The Educational Management System (EMS) Arcadia software, which is a total clinical skills application, runs on a computer that runs our program. EMS allows patients to complete both checklists and ACIR scales on the computer and the students to write SOAP notes and answer Post Encounter Questions related to the case they just encountered. The system times the exam, provides overhead announcements directing the students as to the beginning and ending of sessions as well as a warning letting students know the end of a given time segment is nearing. All encounters are digitally recorded and both students and faculty have opportunity to review them after the exam is over. The assessment portion of this software produces reports of all types of psychometric data which is most useful in evaluation of both students and patients.
The training method used at RVU involves use of a patient’s episodic memory (scripts that tell a story), tactile memory (teaching of physical exams are done on each person to enable them to remember where (s) he were touched), and drill and practice (a question and answer study sheet) which SPs fill out together to ensure that their answers to open-ended questions are identical). In addition a 2 hour session on the ACIR is conducted to allow patients to see how stringently the other patients are grading students and to enhance inter-rater reliability. The final 2 hours of training is a dress rehearsal at which time the trainers play the part of a student physician and conduct both a focused interview and a focused physical exam.

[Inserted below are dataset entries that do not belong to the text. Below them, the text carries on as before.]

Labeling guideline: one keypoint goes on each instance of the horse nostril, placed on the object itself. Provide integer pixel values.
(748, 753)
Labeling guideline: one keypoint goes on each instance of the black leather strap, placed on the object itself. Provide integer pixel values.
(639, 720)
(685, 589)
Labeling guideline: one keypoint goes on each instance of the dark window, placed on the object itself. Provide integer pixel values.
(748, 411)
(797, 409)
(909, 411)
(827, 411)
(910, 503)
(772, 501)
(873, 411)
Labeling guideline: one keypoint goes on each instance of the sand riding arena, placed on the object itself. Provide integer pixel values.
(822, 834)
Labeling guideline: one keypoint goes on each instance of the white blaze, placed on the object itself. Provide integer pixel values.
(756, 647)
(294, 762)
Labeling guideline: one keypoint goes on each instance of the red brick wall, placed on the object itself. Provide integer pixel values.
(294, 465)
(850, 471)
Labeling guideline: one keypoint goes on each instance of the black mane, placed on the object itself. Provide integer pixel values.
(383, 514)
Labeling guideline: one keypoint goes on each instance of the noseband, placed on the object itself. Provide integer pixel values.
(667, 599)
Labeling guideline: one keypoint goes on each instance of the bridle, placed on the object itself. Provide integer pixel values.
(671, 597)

The final step in our procedure is to keep records of individual patient performance as well as group performance and statistically analyze the data to spot weaknesses and to remediate deficiencies.
Students in years I and II are introduced to a hands-on approach to learning to communicate with people of differing ages, genders, ethnicities, and educational levels through a variety of cases developed by faculty. In this setting they have opportunity to practice their history taking, communication and physical exam skills and receive feedback from Standardized Patients as well as faculty. It is in this setting that our goal is for them to learn to think like physicians on their feet and not rely on a memorized rote list of questions and physical exam maneuvers. One of the most important skills they must learn is to listen and truly hear the message and anything that might be lurking behind the message.

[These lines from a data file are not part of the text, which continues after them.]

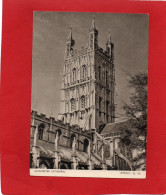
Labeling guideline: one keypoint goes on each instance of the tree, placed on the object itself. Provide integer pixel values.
(135, 136)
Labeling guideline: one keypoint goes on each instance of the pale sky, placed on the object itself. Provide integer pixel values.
(129, 34)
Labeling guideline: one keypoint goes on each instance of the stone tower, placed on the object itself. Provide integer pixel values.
(88, 83)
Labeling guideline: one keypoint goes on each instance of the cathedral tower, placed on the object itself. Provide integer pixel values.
(88, 83)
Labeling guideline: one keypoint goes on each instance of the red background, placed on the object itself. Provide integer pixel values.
(16, 100)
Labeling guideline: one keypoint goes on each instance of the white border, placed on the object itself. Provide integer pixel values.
(88, 173)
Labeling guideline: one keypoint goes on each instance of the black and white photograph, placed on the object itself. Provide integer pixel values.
(89, 94)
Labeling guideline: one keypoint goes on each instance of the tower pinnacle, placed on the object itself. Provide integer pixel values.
(93, 26)
(109, 36)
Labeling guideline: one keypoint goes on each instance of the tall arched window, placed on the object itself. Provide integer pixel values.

As students move on to the third year they are faced with the COMLEX II PE. This certifying exam utilizes Standardized Patients and each student must interview 12 individual patients, document his or her findings and finally write up a plan for the patient. This is a must pass exam. At Rocky Vista University College of Osteopathic Medicine, a concerted effort is put forth to ensure the students that they have the skills, knowledge, and thought processes that will guarantee success on this exam. Currently each third year student will be taking three different practice exams consisting of three patients each. The first two will offer them feedback as to how they can improve and the last one will be the “final” at which time the student will know if he or she is ready to take the NBOME exam.